17年ぶりの傾山は、展望素晴らしく祖母山系は勿論のこと阿蘇五岳や九重山、由布岳、鶴見岳の姿もくっきりと見ることができ爽快だった。展望を楽しんでいるとトレランの男性が登って来た。九折越に泊まったそうだ。分岐に引き返し、九折越への稜線に踏み出した。傾山の核心部は続き九折越から軽装の6、7名のグループが登って来た。核心部を過ぎると嘘のようになだらかになり樹林の開けた所から後傾の険しい山容が望めた。縦走路から左側に少し外れた処に千間山(1,378m)があり立ち寄った。木に括り付けられた山頂標識があり満足。昭文社地図には「センゲン」と片仮名名になっている。
九折越(つづらごえ1,262’m)は、草原の開けた峠でテントが5張張られていた。西側に少し上がった処には九折越小屋があり17年前に泊った。テントはあるが人気がないのでさっきのグループはこのテントの主のようだ。九折越コースの下山に掛かったが広い谷間を下りて行くと何処を通っていたのか登山道が現れ6分程で水場に達した。飲み水が欠乏していたので補給して下ると単独の男性が相次いで登って来た。黒仁田の九折越登山口に達すると車が2台置かれていた。此処からは黒仁田林道歩きとなり、黒岩谷との出会い付近から林道は東の方に去って行き再び登山道となった。この登山道は意外に厳しく倒木や斜面崩壊で高巻きを余儀なくされたりで歩く人が少ないのは明白だった。左眼下に見える見立本谷は大岩のゴロゴロする美しい渓谷やナメ滝が樹林越しに覗けるが写真を撮れる処は全くなかった。

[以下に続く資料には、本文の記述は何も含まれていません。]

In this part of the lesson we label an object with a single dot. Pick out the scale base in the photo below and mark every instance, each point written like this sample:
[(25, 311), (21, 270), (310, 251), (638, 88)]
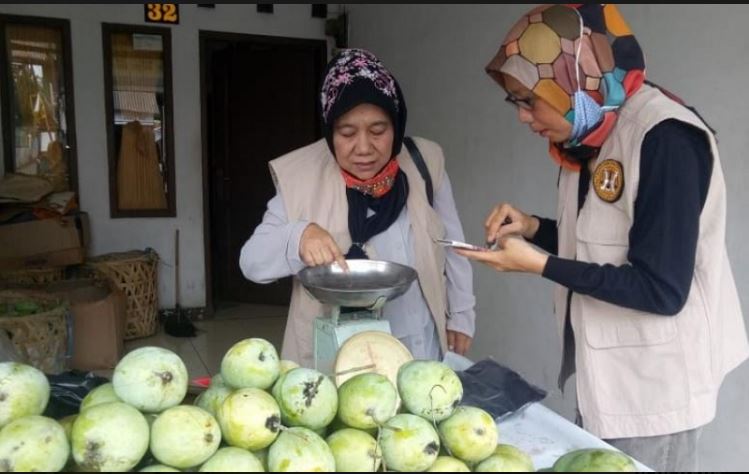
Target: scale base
[(330, 336)]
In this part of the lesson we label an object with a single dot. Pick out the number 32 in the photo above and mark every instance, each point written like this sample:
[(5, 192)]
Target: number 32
[(162, 12)]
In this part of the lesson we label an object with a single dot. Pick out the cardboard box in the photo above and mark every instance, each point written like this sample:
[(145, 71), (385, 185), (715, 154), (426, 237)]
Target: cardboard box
[(99, 313), (54, 242)]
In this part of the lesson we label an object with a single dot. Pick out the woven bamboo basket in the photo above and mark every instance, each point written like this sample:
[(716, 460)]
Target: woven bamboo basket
[(41, 339), (136, 274), (32, 276)]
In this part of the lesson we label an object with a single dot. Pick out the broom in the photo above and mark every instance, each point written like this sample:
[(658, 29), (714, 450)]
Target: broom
[(178, 324)]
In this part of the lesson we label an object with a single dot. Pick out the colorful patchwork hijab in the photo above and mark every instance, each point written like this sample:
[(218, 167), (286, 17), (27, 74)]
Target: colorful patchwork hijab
[(582, 59)]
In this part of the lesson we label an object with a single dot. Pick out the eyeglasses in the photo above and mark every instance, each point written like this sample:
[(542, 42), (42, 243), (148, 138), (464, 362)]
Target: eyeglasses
[(523, 103)]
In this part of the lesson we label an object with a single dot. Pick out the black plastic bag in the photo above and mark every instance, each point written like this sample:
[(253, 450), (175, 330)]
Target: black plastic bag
[(67, 391), (497, 389)]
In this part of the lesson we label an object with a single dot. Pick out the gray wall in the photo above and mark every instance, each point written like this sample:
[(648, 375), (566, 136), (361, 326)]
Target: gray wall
[(438, 54), (111, 235)]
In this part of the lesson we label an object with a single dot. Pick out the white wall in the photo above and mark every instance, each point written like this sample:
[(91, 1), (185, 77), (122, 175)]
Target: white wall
[(110, 235), (438, 53)]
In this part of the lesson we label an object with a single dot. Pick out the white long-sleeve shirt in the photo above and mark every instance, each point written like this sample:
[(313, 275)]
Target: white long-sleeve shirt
[(272, 252)]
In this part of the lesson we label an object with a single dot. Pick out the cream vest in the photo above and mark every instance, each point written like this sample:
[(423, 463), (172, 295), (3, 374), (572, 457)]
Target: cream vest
[(310, 181), (642, 374)]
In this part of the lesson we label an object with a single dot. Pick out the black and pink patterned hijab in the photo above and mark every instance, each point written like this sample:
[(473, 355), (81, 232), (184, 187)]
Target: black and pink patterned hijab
[(354, 77)]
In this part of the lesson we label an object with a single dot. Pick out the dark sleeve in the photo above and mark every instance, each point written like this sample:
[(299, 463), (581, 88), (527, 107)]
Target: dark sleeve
[(675, 171), (546, 235)]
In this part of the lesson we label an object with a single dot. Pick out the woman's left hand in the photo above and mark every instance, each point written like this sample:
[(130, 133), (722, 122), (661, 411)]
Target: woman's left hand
[(458, 342), (515, 255)]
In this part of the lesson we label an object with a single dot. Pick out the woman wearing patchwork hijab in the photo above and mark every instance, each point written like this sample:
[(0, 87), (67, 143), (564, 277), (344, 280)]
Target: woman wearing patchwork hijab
[(644, 297), (357, 194)]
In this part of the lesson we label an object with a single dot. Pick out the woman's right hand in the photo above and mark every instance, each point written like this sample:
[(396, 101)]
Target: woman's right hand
[(317, 247), (507, 220)]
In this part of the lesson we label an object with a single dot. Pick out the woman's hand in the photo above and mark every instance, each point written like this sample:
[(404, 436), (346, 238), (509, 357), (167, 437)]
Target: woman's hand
[(507, 220), (514, 255), (317, 247)]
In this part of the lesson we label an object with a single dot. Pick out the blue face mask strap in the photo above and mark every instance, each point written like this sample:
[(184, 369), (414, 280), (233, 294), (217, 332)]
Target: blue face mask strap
[(587, 112)]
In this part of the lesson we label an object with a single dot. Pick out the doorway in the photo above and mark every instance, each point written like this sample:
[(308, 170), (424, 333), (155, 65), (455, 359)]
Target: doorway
[(259, 100)]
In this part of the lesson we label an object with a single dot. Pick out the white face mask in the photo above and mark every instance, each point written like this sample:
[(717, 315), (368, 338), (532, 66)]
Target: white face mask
[(588, 113)]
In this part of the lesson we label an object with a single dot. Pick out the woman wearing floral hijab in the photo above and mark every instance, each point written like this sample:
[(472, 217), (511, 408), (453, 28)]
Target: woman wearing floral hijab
[(357, 194), (645, 298)]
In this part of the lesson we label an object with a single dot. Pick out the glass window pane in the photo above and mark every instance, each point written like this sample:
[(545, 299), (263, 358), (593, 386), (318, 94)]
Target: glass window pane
[(138, 105), (38, 98)]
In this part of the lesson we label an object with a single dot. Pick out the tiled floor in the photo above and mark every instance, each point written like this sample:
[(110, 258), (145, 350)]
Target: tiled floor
[(202, 354)]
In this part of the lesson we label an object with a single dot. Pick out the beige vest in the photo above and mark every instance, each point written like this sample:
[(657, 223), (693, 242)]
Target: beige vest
[(310, 181), (641, 374)]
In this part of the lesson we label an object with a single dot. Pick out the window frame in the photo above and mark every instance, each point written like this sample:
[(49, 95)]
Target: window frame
[(6, 104), (107, 30)]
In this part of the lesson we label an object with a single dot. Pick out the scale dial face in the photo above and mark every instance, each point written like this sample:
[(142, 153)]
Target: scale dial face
[(371, 351)]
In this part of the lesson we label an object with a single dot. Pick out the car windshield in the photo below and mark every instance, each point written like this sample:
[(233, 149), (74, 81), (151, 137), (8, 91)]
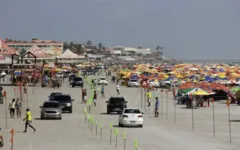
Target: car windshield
[(77, 79), (62, 98), (132, 111), (53, 94), (133, 80), (51, 105), (72, 76), (116, 100)]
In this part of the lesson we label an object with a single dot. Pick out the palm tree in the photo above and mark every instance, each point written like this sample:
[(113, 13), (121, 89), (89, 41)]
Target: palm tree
[(99, 46), (89, 43)]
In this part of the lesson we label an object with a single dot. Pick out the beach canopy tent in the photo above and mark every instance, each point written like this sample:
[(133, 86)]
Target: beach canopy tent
[(38, 52), (198, 91), (69, 54), (235, 89), (134, 77), (5, 60), (5, 49)]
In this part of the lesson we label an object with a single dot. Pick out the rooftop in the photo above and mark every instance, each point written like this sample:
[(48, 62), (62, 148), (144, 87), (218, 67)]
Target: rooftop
[(33, 41)]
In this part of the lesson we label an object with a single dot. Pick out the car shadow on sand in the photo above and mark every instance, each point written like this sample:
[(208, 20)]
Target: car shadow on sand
[(235, 121), (45, 119), (110, 114), (117, 126)]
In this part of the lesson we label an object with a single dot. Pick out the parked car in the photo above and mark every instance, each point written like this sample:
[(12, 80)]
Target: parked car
[(65, 102), (133, 83), (59, 75), (51, 96), (154, 83), (116, 104), (102, 81), (131, 117), (1, 99), (71, 77), (77, 81), (51, 109)]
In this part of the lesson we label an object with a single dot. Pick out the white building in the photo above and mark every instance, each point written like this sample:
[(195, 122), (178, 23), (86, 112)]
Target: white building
[(131, 50)]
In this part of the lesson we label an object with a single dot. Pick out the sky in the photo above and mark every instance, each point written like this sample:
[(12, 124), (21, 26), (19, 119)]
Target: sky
[(187, 29)]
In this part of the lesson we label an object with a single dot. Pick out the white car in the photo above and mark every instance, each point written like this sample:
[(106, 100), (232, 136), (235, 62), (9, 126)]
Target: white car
[(102, 81), (154, 83), (131, 117), (133, 83)]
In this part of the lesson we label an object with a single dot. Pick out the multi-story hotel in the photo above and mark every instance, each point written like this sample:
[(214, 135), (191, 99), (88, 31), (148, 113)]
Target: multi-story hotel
[(49, 46)]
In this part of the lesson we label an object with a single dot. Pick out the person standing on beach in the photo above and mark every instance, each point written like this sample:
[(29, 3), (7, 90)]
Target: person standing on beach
[(149, 96), (18, 108), (12, 106), (28, 120), (157, 107), (95, 98), (83, 94), (102, 92)]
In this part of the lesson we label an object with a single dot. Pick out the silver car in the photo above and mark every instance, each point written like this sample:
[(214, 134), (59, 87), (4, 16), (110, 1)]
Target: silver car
[(51, 110)]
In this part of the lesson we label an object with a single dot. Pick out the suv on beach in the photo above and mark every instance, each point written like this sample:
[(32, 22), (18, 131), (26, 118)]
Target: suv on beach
[(65, 101), (51, 109), (51, 96), (77, 81), (116, 104)]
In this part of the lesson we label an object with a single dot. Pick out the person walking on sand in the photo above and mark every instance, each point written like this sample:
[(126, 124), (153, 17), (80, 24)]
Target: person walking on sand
[(118, 88), (18, 108), (28, 120), (95, 98), (156, 107), (12, 108), (149, 96), (102, 92), (83, 94)]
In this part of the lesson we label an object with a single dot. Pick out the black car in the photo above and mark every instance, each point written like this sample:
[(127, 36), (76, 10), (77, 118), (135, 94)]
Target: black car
[(116, 104), (77, 81), (65, 102), (71, 77), (53, 94)]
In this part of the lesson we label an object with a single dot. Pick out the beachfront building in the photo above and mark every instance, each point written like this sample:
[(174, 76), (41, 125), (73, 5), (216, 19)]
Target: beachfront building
[(54, 48), (69, 57), (131, 50)]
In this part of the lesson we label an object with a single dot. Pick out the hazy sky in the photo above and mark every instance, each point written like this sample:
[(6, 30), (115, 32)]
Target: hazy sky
[(187, 29)]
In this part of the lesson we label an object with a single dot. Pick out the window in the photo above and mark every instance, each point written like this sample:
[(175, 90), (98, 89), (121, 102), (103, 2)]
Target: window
[(77, 79), (132, 111), (62, 98), (51, 105), (116, 100)]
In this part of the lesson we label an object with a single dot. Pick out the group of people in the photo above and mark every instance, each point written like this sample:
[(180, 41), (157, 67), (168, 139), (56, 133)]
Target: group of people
[(15, 106)]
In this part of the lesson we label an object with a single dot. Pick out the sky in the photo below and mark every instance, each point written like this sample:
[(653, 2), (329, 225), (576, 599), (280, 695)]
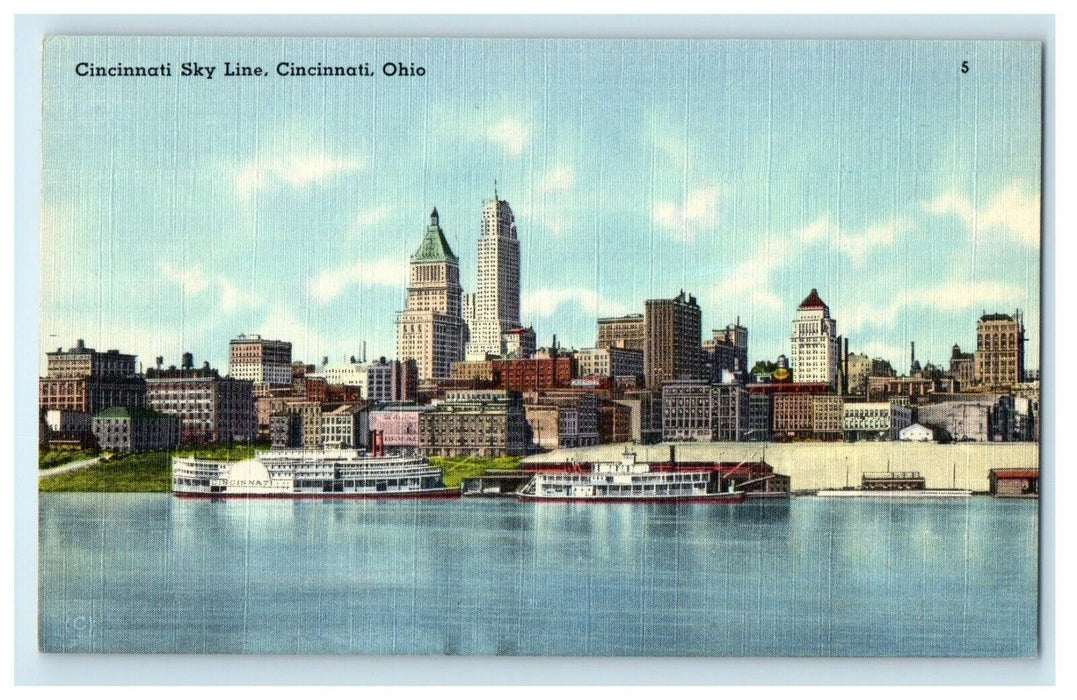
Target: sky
[(179, 212)]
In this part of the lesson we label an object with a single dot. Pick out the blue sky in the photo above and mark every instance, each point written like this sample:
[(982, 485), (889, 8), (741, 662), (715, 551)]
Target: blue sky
[(179, 212)]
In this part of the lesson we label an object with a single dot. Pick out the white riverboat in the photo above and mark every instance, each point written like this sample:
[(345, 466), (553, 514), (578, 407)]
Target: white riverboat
[(629, 481), (294, 473), (894, 485)]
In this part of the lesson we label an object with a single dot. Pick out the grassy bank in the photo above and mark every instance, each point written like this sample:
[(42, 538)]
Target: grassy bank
[(47, 459), (147, 472), (457, 469)]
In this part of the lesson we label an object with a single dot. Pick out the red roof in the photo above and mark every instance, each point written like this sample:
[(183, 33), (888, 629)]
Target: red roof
[(1016, 474), (812, 302)]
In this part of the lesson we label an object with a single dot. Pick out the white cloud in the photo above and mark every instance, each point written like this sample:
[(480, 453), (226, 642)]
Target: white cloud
[(749, 283), (192, 280), (511, 135), (954, 296), (374, 215), (234, 298), (379, 273), (293, 170), (700, 207), (543, 303), (559, 178), (854, 243), (307, 345), (1013, 211)]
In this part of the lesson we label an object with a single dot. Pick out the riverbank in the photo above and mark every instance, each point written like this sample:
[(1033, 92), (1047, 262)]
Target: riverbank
[(152, 472), (142, 473)]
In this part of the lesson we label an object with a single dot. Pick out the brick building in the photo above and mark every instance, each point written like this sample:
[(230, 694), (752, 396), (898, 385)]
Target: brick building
[(628, 332), (260, 361), (211, 408), (84, 380), (999, 350), (135, 430), (672, 348), (479, 423)]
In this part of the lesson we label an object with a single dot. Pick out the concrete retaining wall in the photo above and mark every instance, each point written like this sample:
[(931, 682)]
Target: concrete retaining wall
[(828, 465)]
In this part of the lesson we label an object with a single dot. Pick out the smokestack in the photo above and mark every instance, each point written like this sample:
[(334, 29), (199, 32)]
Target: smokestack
[(844, 372)]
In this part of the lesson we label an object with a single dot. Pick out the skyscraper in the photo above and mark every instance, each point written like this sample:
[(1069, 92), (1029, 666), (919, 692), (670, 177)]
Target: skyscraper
[(999, 350), (672, 348), (261, 361), (494, 308), (815, 346), (431, 330)]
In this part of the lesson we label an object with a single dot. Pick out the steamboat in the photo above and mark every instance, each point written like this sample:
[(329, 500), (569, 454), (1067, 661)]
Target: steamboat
[(296, 474), (629, 481)]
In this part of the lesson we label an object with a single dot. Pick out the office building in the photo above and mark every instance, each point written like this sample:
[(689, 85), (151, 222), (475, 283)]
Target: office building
[(495, 306), (260, 361), (431, 331), (672, 348), (815, 348)]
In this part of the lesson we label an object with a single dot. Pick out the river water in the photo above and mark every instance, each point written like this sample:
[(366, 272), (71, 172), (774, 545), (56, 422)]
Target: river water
[(805, 577)]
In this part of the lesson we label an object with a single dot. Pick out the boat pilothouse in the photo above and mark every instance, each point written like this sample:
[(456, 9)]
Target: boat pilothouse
[(628, 480), (294, 473)]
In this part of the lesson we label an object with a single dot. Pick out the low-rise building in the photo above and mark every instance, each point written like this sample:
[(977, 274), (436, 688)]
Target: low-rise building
[(609, 362), (346, 427), (827, 413), (696, 410), (914, 389), (211, 408), (135, 430), (479, 423), (565, 421), (961, 420), (399, 424), (875, 421), (84, 380), (518, 344), (917, 433)]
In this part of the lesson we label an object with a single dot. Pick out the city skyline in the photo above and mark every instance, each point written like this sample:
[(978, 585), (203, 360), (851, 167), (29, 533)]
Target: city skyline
[(908, 195)]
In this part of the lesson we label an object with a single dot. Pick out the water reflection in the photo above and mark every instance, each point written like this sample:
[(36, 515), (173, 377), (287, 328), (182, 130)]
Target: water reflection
[(151, 573)]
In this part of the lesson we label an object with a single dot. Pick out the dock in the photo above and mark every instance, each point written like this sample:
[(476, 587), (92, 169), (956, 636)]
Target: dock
[(494, 484)]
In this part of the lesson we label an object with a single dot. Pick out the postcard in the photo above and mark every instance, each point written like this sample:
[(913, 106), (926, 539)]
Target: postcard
[(616, 348)]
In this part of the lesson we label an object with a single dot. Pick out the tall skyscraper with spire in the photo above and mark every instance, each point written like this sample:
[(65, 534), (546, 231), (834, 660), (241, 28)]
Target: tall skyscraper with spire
[(431, 331), (815, 347), (494, 307)]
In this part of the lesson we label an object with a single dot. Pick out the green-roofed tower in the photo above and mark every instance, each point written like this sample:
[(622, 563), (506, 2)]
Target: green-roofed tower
[(434, 248), (431, 331)]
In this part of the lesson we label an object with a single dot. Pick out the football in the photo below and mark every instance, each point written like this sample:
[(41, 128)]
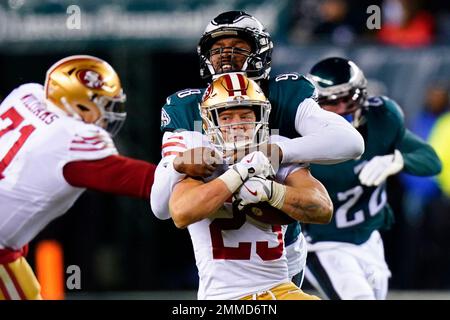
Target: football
[(265, 213)]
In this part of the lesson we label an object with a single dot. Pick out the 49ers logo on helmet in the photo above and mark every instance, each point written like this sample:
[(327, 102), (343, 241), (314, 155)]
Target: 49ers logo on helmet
[(90, 79)]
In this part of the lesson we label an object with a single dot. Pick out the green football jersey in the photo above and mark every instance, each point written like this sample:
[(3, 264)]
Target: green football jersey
[(285, 93), (359, 210)]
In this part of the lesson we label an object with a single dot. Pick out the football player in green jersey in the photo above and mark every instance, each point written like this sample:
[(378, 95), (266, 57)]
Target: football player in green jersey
[(235, 41), (346, 256)]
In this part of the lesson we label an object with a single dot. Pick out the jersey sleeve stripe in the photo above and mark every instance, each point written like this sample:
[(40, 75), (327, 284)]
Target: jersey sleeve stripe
[(170, 153), (88, 142), (173, 144), (87, 149), (176, 138)]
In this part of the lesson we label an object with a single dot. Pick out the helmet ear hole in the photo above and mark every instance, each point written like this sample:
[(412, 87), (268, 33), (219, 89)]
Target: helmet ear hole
[(82, 108)]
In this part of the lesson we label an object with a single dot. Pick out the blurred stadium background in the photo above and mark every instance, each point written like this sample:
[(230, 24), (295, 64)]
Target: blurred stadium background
[(117, 242)]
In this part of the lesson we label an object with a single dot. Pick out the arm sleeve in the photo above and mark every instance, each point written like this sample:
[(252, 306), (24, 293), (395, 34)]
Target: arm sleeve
[(114, 174), (419, 157), (166, 177), (327, 138)]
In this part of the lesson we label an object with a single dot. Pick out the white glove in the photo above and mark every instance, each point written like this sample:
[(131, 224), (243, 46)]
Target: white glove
[(257, 164), (379, 168), (253, 164), (259, 189)]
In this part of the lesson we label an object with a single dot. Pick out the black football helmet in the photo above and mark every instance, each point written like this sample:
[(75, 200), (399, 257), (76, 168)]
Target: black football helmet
[(241, 25), (338, 79)]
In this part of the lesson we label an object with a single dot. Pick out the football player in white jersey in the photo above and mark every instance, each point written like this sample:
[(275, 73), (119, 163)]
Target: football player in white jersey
[(55, 142), (239, 257)]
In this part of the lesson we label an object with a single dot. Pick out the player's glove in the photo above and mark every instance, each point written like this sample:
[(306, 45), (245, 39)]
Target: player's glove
[(259, 189), (379, 168), (254, 164)]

地形図には一貫して谷沿いに道が描かれているが現地では大高巻きをする部分など大きくずれていた。軈て林道に出てかもしかケビンへの分岐を見送るとその先に見立鉱山の遺構の資料館、英国館があるようだが気が付かず通り過ぎてしまった。見立橋に戻り2日間の縦走を終了した。今日も立ち寄り湯は岩戸温泉。